Understanding Retail Big Data
Within the next two years, 30 percent of retailers will run out of storage capacity, according to The Edgell Knowledge Networks, and while nearly 80 percent are aware of the Retail Big Data concept, less than half understand the implications it has on their business. One immediate implication is clear, if retailers continue to ignore this issue they will be overrun by it.
Beyond the amount of data, the types and sources of the data are key to understanding and managing this growing stream of information. There are two types of data, structured and unstructured. Structured data is typically numbers and letters laid out in a consistent format that is readable and searchable by a computer or person. In retail, this data can come from the POS, alarms and access control, RFID and EAS, returns management, customer loyalty programs and much more. Unstructured data can be much larger, and can spawn an entirely new category of structured data. The primary form of unstructured retail data is video. But don’t be fooled, that single source is a huge data contributor. To provide some context, storing 30 days of footage from a high definition (HD) camera, running at 15 frames per second, requires nearly 1TB of space. And that’s just one camera!
With that being said, the Retail Big Data concept becomes a bit clearer, but it still lacks a formalized definition. Not anymore.
Retail Big Data (n.) – The collection of large amounts of (structured and unstructured) data from multiple, disparate, and often unrelated systems into a single repository to enable retailers to more efficiently and effectively understand their business and their customers in a timely manner.
Managing Retail Big Data
Armed with a definition and a thorough understanding of the Retail Big Data epidemic, it’s time to take action.
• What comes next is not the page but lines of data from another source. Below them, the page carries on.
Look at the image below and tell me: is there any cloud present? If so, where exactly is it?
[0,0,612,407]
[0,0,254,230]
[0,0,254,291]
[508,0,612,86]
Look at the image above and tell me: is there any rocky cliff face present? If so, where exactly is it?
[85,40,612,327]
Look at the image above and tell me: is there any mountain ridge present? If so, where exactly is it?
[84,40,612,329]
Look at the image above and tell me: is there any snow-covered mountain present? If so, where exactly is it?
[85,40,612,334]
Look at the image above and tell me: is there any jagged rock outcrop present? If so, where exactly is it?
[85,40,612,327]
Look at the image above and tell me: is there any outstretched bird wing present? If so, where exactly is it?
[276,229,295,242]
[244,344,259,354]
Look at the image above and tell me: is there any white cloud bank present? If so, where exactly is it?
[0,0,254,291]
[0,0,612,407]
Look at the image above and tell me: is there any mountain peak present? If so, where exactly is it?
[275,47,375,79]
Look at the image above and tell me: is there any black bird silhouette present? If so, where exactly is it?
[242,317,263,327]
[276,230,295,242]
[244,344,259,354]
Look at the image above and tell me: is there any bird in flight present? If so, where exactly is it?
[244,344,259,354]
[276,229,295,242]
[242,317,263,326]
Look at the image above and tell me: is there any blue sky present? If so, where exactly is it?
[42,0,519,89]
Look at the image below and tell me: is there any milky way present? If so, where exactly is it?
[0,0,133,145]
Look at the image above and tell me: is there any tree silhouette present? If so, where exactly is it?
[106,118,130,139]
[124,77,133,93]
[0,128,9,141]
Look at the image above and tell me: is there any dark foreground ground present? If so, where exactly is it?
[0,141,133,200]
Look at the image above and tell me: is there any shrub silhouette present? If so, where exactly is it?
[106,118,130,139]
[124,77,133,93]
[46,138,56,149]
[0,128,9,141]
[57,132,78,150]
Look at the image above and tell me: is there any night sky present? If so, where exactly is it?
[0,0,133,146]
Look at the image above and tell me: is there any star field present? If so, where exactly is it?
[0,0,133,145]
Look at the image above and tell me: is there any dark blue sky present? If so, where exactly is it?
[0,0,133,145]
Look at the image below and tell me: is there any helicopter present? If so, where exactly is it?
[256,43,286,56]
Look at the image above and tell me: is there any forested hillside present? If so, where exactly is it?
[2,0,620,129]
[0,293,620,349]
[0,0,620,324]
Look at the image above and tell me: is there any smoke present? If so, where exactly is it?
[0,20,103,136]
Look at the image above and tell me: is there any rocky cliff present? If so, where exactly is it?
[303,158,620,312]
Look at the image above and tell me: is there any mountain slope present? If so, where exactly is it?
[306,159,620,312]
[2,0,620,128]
Here are four steps to help retailers turn their Big Data headaches into Big Data profits.
One way retailers can combat Big Data growth is through cloud storage solutions. While some retailers may be hesitant to transition their entire system to cloud, due to the loss of data visibility, there is a middle ground that many retailers are taking advantage of – summary cloud storage. Many retailers are utilizing the cloud to store summary data from individual stores and enterprise headquarters for an enterprise-wide view of the retail chain. This approach allows retailers to retain their store-hosted data, to meet the individual store needs, yet also gain the larger bird’s eye view of integrated data in real-time, through cloud computing.
In one instance, a grocery chain’s inventory and TLog were not adding up following a recent bottled water promotion. With siloed data, the retailer would have needed to identify each of the item transactions, and then watch hours of surveillance footage to locate each bottled water scan. However, with a fully integrated system, a retailer can identify each of the bottled water transactions, and with the click of a button see the individual item being scanned. This technology allowed the grocer to uncover a major scanning issue. Rather than scanning the case of water that was on sale, the scanner read an individual bottle’s barcode, thus accounting for the inventory discrepancy and thousands of dollars in lost revenue.
For example, one client set an alert for drops in average department sales. Since sales in the produce department had dropped below the specified figure, the manager got an immediate alert sent to his phone and email. Rather than finding out a week later and searching for an answer, he was able to call the store manager and determine that the department manager hadn’t come in, so the department had never been fully stocked for the day. The managers were able to rectify the situation in real-time and prevent further revenue loss.
No matter how you look at retail data, one thing is clear – it’s on the rise. In fact, the world's total data is more than doubling every two years, according to a 2011 IDC study. Retailers cannot afford to wait. Now is the time to get a handle on Big Data and prepare your company for the data surge. Is your store ready?